9. The MBAs weigh in. New to this year’s Symposium was a session called “The UCLA Anderson Spotlight on the Business of Entertainment,” in which UCLA Anderson School of Management professor Sanjay Sood tried to get former Disney ABC Television executive vp and CFO Peter Seymour to say something interesting. Perhaps owing to quants’ natural caution — or the overhang of nondisclosure agreements — it was a more uneventful session than one might have anticipated. But Seymour did make the useful observation that pivoting from linear networks to SVOD — and hence engaging in a direct relationship with one’s customer, see #5 above — was not an easy task for a media company. “The business of selling subscription services is very different from distributing your channel,” he noted, pointing to subscriber acquisition, customer service and churn as key novelties for those who live B2B. Pretty different from schmoozing a few dozen cable MSO executives.
10. Trump pops by for a visit.

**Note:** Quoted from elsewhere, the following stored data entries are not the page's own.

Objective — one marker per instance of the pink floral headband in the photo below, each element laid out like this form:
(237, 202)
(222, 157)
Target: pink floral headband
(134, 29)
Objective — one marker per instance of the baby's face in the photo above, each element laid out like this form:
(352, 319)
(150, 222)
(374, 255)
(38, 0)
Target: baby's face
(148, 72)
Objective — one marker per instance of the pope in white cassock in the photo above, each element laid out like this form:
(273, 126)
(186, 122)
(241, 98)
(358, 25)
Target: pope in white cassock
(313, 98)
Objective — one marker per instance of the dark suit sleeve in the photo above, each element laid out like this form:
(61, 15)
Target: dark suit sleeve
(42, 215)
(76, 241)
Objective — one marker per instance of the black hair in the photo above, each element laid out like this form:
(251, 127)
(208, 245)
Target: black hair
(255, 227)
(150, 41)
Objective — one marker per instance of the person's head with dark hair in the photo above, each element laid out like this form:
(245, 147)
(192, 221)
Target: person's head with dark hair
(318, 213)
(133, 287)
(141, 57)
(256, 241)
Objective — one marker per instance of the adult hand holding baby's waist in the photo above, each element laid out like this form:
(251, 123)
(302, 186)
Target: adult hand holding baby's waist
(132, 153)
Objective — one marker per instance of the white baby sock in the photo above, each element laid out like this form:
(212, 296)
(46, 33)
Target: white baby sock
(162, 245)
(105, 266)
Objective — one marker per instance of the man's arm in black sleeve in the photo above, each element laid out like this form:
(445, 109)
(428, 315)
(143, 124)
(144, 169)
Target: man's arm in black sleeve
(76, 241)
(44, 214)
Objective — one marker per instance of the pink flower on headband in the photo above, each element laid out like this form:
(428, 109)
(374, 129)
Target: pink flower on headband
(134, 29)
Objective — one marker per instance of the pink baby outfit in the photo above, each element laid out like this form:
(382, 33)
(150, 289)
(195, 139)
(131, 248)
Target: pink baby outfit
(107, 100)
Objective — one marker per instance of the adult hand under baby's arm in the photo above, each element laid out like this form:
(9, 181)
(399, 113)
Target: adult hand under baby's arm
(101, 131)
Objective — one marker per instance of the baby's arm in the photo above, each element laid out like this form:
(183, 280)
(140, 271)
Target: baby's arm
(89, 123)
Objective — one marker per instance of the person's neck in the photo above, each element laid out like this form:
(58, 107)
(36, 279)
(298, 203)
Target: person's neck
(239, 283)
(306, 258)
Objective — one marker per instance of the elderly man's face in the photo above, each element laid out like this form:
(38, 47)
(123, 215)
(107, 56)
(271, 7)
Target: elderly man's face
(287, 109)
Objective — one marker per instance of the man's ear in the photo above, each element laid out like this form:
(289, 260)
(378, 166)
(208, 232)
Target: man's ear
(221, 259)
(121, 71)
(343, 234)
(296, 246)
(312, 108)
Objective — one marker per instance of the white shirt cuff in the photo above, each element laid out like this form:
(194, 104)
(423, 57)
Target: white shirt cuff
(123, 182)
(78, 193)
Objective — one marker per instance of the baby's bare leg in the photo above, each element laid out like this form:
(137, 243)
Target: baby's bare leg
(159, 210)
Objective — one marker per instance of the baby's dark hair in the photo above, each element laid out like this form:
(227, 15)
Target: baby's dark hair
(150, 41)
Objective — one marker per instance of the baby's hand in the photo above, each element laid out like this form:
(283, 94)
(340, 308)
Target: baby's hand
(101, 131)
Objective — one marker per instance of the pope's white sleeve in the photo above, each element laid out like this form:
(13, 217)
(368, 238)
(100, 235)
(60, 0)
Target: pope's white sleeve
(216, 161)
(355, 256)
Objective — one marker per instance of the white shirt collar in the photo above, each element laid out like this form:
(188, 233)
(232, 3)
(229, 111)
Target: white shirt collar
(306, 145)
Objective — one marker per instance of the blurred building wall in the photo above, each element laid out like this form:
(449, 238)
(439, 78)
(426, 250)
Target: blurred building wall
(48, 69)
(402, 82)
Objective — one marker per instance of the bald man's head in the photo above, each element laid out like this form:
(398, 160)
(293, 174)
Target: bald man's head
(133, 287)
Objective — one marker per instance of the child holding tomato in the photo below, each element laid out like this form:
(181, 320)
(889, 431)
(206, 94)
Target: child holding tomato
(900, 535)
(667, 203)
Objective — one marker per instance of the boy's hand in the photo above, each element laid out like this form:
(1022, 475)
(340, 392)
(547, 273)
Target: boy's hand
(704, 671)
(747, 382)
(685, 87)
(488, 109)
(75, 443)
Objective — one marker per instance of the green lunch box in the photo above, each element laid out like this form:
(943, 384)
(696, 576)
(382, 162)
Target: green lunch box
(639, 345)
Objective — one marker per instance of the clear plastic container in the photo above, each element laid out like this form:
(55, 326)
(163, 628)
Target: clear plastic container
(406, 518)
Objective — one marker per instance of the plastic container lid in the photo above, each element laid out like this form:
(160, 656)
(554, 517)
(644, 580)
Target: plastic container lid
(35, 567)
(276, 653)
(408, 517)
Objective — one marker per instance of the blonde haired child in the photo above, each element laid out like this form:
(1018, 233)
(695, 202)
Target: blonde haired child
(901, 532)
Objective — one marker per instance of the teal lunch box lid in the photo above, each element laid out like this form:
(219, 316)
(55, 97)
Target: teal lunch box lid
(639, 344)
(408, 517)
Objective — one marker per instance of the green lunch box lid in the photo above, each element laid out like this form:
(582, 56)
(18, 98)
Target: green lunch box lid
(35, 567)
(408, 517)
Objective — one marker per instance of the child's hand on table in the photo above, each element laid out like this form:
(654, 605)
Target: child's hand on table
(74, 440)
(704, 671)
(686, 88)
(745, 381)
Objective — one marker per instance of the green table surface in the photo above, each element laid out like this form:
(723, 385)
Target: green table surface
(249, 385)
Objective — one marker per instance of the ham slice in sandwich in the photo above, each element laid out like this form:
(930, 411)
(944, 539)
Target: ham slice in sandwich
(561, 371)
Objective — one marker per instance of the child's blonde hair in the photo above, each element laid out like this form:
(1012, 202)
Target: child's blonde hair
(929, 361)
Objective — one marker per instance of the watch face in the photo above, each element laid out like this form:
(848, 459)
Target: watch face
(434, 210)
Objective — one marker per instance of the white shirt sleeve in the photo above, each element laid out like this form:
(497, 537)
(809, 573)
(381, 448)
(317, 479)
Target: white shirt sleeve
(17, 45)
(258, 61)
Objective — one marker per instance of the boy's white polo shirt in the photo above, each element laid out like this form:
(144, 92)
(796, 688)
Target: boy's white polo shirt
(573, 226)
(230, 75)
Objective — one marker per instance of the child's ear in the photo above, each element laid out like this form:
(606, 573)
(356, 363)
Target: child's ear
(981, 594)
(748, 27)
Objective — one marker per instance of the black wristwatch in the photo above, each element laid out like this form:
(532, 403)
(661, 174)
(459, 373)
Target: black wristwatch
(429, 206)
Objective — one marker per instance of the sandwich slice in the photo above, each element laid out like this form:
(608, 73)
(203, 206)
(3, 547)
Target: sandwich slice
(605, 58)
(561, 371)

No, he didn’t actually show up, or even offer a disparaging tweet, but President Trump was there in spirit at a panel about projects based on underlying material such as books, articles or life stories. These days, “we’re actively worrying about whether public figures might sue you,” said Frankfurt Kurnit partner Victoria Cook. “We never have worried before, [but now] the E&O underwriters are not as bullish [about these projects].” Hmm, sounds like fake news — and that’s above my paygrade!
11. Eeny, meeny, miny, moe, which way should this project go? UTA book head Howard Sanders noted that you don’t necessarily know these days whether a project will get picked up for TV, as a feature or even VR or gaming, an observation that drew agreement from Cook and Focus Features business affairs exec vp Howard Meyers. “I’m routinely negotiating TV and motion picture [deal terms],” said Sony Television business affairs vp Ken Basin. “But motion picture guys don’t,” he added pointedly. His film colleague Bersch was nowhere in sight at this point.
12. “We’re in the prestige space.” So said Amazon Studios’ worldwide head of motion pictures, Jason Ropell, in describing a filmmaker-friendly approach that involves a theatrical release prior to online availability. For that theatrical release, “we partner with STX, Open Road [and] Roadside Attractions,” he added. “Might that change in the future?” asked uber-lawyer and moderator Ken Ziffren. “Who knows?” responded the Sphinx-like Ropell.